We would like to return to your ad in which you wrote that a public sphere is necessary. This was an urgent and important appeal. How can we support this?
In democracy, the public is part of politics. There is no democratic politics without the public. But of course it needs to be informed. There are no good decisions without information, neither in governments nor in democracies. And the goal of the ad was simply to give an orientation and to create an awareness in people of what is happening and to prepare them that they might some day have to stand up against foolish decisions of their own governments. We want to motivate the public.

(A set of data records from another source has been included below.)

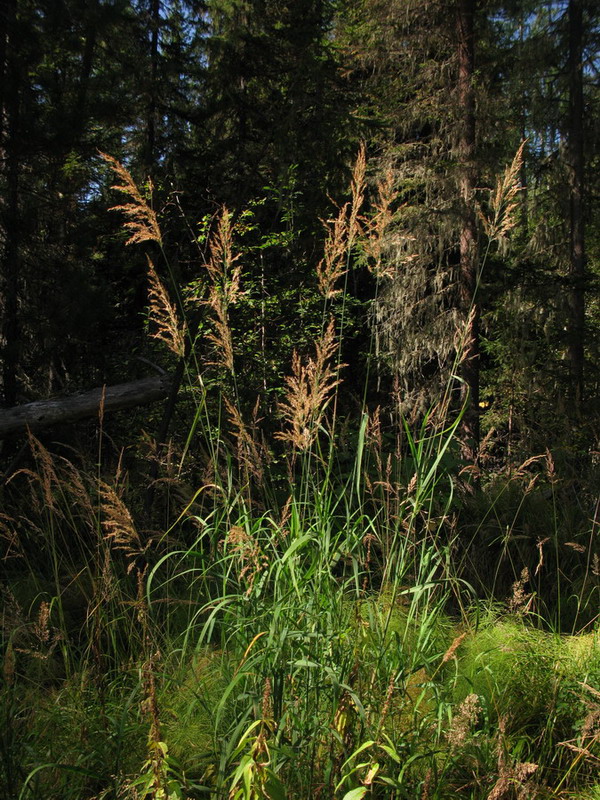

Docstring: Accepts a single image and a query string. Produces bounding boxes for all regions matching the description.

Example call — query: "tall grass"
[0,145,600,800]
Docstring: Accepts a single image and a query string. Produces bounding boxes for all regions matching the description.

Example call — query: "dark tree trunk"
[144,0,160,177]
[567,0,585,406]
[0,376,171,439]
[456,0,480,461]
[0,0,21,406]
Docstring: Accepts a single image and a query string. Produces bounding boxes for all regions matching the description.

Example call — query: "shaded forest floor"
[0,428,600,800]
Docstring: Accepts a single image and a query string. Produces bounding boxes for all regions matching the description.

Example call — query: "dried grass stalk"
[148,256,185,356]
[100,153,162,244]
[479,139,527,241]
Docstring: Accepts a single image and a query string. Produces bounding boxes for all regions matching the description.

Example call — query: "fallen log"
[0,375,170,439]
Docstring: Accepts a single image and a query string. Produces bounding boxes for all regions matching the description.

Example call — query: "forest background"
[0,0,600,800]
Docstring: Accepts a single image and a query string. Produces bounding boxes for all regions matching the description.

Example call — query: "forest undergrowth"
[0,153,600,800]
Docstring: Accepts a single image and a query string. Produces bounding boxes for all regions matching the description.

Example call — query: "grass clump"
[0,154,600,800]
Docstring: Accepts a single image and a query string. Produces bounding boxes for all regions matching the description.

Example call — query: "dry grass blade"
[203,208,242,373]
[479,139,527,241]
[316,144,367,299]
[99,483,145,573]
[363,170,396,278]
[148,257,185,356]
[276,320,344,451]
[100,153,162,244]
[224,397,266,483]
[316,211,348,299]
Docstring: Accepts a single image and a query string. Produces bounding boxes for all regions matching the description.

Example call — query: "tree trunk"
[456,0,479,461]
[567,0,585,406]
[0,376,170,439]
[0,0,21,406]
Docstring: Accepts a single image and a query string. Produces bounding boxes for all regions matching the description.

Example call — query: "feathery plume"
[147,256,185,356]
[100,153,162,244]
[275,319,344,451]
[479,139,527,241]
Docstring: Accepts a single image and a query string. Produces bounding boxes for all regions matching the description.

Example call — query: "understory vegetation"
[0,151,600,800]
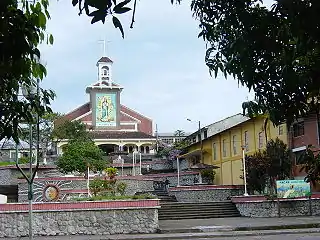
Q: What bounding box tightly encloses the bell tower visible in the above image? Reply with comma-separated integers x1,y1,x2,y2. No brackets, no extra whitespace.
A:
97,57,113,86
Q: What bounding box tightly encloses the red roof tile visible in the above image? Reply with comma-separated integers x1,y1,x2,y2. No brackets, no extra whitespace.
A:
92,131,155,139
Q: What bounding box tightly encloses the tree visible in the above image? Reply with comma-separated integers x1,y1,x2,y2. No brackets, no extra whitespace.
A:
0,0,54,142
300,145,320,185
192,0,320,127
20,112,61,159
57,140,106,173
0,0,320,143
173,129,186,137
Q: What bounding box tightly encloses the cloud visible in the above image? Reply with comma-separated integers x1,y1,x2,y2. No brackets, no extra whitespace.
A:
42,0,255,132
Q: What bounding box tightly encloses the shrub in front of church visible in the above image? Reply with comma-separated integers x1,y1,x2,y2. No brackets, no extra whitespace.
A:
57,140,106,173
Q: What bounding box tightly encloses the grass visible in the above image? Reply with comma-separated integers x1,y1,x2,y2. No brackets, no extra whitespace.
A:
74,194,156,201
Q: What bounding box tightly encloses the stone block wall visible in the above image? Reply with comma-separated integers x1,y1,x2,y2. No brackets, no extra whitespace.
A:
169,185,243,202
233,198,320,217
0,200,159,238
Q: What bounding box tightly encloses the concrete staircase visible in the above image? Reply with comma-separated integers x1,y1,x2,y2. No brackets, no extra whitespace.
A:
159,201,240,220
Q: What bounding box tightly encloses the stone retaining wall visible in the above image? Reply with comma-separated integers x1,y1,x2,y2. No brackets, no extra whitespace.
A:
0,200,159,238
18,176,153,202
232,196,320,217
169,185,243,202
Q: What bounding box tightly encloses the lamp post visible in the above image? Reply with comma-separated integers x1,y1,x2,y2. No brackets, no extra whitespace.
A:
187,118,203,184
16,79,40,240
242,146,249,196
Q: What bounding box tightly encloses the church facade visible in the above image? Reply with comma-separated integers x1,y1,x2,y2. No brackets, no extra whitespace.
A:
57,57,156,154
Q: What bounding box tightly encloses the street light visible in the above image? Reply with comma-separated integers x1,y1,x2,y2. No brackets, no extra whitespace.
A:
187,118,203,184
16,79,40,240
242,145,249,196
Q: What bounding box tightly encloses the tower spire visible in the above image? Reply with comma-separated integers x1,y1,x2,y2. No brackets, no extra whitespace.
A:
98,39,111,57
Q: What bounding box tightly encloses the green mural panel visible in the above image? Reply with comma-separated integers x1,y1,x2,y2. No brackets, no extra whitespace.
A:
96,93,118,127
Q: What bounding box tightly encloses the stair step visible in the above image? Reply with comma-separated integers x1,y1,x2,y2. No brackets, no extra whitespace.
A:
158,213,240,220
159,208,237,213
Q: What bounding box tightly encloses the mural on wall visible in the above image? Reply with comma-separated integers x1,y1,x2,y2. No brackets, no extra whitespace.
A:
96,93,117,127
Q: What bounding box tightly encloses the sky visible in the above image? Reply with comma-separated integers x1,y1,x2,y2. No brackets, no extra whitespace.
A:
41,0,272,133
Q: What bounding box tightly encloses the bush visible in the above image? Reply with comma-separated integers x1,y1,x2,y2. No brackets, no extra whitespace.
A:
74,194,156,201
117,182,128,196
89,178,105,196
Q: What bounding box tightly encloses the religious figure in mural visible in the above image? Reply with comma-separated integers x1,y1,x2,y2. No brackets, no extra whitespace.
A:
97,95,115,122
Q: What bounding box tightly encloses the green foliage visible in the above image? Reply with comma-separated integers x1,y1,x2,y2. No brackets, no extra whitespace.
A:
75,194,156,201
19,156,30,164
0,0,54,142
117,182,128,196
299,145,320,185
191,0,320,124
57,140,106,173
245,138,292,193
0,162,16,167
105,167,118,179
89,178,105,197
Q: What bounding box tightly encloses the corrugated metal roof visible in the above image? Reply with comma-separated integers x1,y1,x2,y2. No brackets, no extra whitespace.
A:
206,113,250,137
186,113,250,142
0,138,29,150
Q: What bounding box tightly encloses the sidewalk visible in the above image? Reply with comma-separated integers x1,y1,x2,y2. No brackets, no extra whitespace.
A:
159,216,320,233
12,216,320,240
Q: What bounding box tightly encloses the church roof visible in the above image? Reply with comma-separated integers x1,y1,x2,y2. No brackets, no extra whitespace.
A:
91,130,155,139
98,57,113,63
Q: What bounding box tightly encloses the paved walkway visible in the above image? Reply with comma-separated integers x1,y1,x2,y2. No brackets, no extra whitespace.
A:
11,216,320,240
159,216,320,233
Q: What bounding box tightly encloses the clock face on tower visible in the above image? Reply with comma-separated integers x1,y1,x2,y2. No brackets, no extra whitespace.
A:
95,93,118,127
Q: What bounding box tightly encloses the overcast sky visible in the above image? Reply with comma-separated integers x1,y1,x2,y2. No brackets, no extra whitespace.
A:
37,0,274,132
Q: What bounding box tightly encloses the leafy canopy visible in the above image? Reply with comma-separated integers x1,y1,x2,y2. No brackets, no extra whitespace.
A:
191,0,320,124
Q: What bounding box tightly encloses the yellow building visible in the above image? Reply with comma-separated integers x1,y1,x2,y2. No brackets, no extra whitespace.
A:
181,114,287,185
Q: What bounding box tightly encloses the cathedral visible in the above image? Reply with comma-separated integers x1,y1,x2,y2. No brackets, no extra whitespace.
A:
57,54,156,154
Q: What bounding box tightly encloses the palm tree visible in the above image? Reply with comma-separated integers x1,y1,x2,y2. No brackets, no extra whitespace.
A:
173,129,186,137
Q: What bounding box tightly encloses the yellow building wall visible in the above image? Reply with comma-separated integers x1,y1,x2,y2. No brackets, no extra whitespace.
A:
185,117,287,185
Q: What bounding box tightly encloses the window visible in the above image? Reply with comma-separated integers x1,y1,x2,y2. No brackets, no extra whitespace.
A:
244,131,249,152
203,130,208,138
232,135,237,155
259,132,263,148
293,150,306,165
222,139,227,157
212,143,217,160
293,122,304,137
278,125,283,136
102,66,109,76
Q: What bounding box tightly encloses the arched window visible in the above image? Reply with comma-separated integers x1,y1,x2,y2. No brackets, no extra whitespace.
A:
101,66,109,76
140,146,144,153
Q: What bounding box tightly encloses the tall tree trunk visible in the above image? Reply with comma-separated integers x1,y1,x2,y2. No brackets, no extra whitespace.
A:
316,109,320,148
263,117,269,145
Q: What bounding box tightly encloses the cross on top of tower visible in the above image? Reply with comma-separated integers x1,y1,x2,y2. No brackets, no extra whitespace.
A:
99,39,111,57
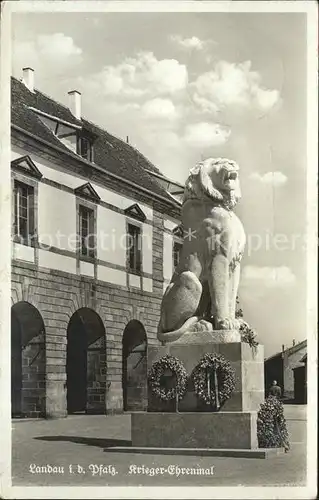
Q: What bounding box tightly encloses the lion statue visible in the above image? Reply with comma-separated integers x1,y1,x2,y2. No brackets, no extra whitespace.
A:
157,158,246,343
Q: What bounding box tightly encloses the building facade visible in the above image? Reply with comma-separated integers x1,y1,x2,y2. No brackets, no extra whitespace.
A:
11,68,181,417
265,340,307,403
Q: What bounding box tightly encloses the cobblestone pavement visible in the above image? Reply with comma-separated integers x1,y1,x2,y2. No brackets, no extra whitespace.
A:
12,409,306,486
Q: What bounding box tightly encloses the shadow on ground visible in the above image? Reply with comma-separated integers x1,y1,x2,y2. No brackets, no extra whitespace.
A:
33,436,132,448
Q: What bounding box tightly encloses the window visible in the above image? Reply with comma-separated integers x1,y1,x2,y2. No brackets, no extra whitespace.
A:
77,135,93,161
173,241,183,269
14,181,34,246
79,205,96,258
128,224,142,273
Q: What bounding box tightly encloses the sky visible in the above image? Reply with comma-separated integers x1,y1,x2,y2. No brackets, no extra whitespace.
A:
12,13,307,356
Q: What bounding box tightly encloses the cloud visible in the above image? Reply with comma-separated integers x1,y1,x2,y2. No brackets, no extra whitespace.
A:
170,35,207,50
183,122,230,149
142,97,178,120
242,265,296,293
250,171,287,187
13,33,82,70
191,61,279,112
82,52,188,98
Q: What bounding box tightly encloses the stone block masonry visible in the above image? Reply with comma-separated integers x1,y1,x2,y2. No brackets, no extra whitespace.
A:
12,212,163,418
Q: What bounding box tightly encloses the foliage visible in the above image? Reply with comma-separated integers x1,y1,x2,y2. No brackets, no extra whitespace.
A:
148,354,187,401
192,353,235,410
257,396,289,451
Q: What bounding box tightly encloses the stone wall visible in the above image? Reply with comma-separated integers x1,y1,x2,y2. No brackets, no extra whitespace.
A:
12,212,163,417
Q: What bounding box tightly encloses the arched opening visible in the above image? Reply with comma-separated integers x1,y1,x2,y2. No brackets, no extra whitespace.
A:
122,320,147,411
66,308,106,413
11,301,45,417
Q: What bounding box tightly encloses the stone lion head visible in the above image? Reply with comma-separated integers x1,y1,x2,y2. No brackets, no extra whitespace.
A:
184,158,241,209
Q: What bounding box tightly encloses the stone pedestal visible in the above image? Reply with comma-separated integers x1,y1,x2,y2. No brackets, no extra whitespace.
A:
147,335,264,412
131,412,258,450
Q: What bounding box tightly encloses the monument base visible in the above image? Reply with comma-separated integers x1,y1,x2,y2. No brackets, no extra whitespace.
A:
131,412,258,450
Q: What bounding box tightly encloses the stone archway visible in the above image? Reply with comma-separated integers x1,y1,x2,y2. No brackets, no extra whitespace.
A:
66,307,106,413
11,301,45,417
122,320,147,411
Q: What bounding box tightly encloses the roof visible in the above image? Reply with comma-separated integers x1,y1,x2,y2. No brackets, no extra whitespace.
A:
265,340,307,361
11,77,179,206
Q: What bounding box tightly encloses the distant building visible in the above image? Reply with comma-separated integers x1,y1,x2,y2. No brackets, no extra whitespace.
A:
265,340,307,403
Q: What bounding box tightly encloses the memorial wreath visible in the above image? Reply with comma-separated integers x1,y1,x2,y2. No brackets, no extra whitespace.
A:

What kind of support would suit you?
The next thing would be that members of the government and the parliament sit together with the critics. This has not happened so far, never. It is much easier to talk to a few politicians and important members of the parliament than to the wider public. I have received literally thousands of affirmative blogs through the internet and other mail. I have delegated them to an intermediate office since I am no longer able to read all of them. I can not organize the public. I have to resort to the existing structures, and after all the politicians are part of them. And I am very disappointed about the complete lack of resonance to the ad from this sphere.

But couldn’t your ad become the nucleus of a public campaign?
I would be very happy if it were so.

Thank you very much for the interview. •

Wilhelm Hankel

Prof Dr Wilhelm Hankel (born on January 10, 1929 at Langfuhr/Danzig) is a German economist and currency expert.
He started his career in 1952 at the Bank Deutscher Länder, the predecessor of the Deutsche Bundesbank. Later he moved to the Federal Ministry for Economic Cooperation and Development. Another change took him to the Foreign Office. From 1959 to 1967 Hankel was director and head of the Department of Economic Planning and the Kreditanstalt für Wiederaufbau. In 1967 he joined the Federal Ministry of Economics of Professor Karl Schiller as a Director of the Department of Money and Credit, and became one of his closest associates. He was instrumental in the development of the Federal Treasury notes and the special drawing rights with the IMF and introduced the derivatives exchange in Frankfurt am Main, which he headed from 1972 to 1973.  At the same time, in 1971, he was appointed honorary professor of Monetary Affairs and Development at the Goethe University in Frankfurt.
From 1974 to 1975 Hankel was a visiting professor at Harvard University. From 1975 to 1976, he held a visiting professorship at the Konrad-Adenauer-Chair of Georgetown University in Washington (DC). Between 1978 and 1981 he was a visiting professor at the SAIS Bologna Center of Johns Hopkins University and then at the Science Center Berlin. From 1990 to 1991 Hankel received a visiting professorship at the Technical University of Dresden. From 1991 to 1992, he had an endowed chair of the Deutsche Bundesbank for international monetary policy at the Free University of Berlin.
In addition Hankel received consulting contracts by the Gesellschaft für Technische Zusammenarbeit (GTZ) in the United Arab Emirates and Saudi Arabia from 1977 to 1979, in South Korea in 1980, in Egypt in 1981, the Dominican Republic, Guatemala, Honduras, Costa Rica and Nicaragua in 1982, in the People‘s Republic of China in 1988, in Jordan from 1989 to 1991, in Yemen in 1992, in Russia from 1994 to 1995 and in Georgia from 1998 to 1999 and as an advisor to the World Bank. Until 1995 and with the support of the European Union, Hankel built a training center for bankers in the West Siberian Tyumen. In 2008 he advised the Syrian Central Bank in Damascus. Today, he advises the Iraq how to develop its own currency.
Hankel is one of the Euro-critics of the first hour. In 1997 Hankel, together with the professors William Nölling, Joachim Starbatty and Karl Albrecht Schachtschneider, had filed a lawsuit before the Federal Constitutional Court against the Treaty of Amsterdam on the introduction of the Euro.
In April 2010 Hankel recommended Greece and other vulnerable members of the euro zone, that it would be best to return to their own currency. In May 2010, Wilhelm Hankel, Wilhelm Nölling, Karl Albrecht Schachtschneider, Dieter Spethmann and Joachim Starbatty filed a lawsuit before the Federal Constitutional Court in Karlsruhe against the so-called billion credit line to help Greece.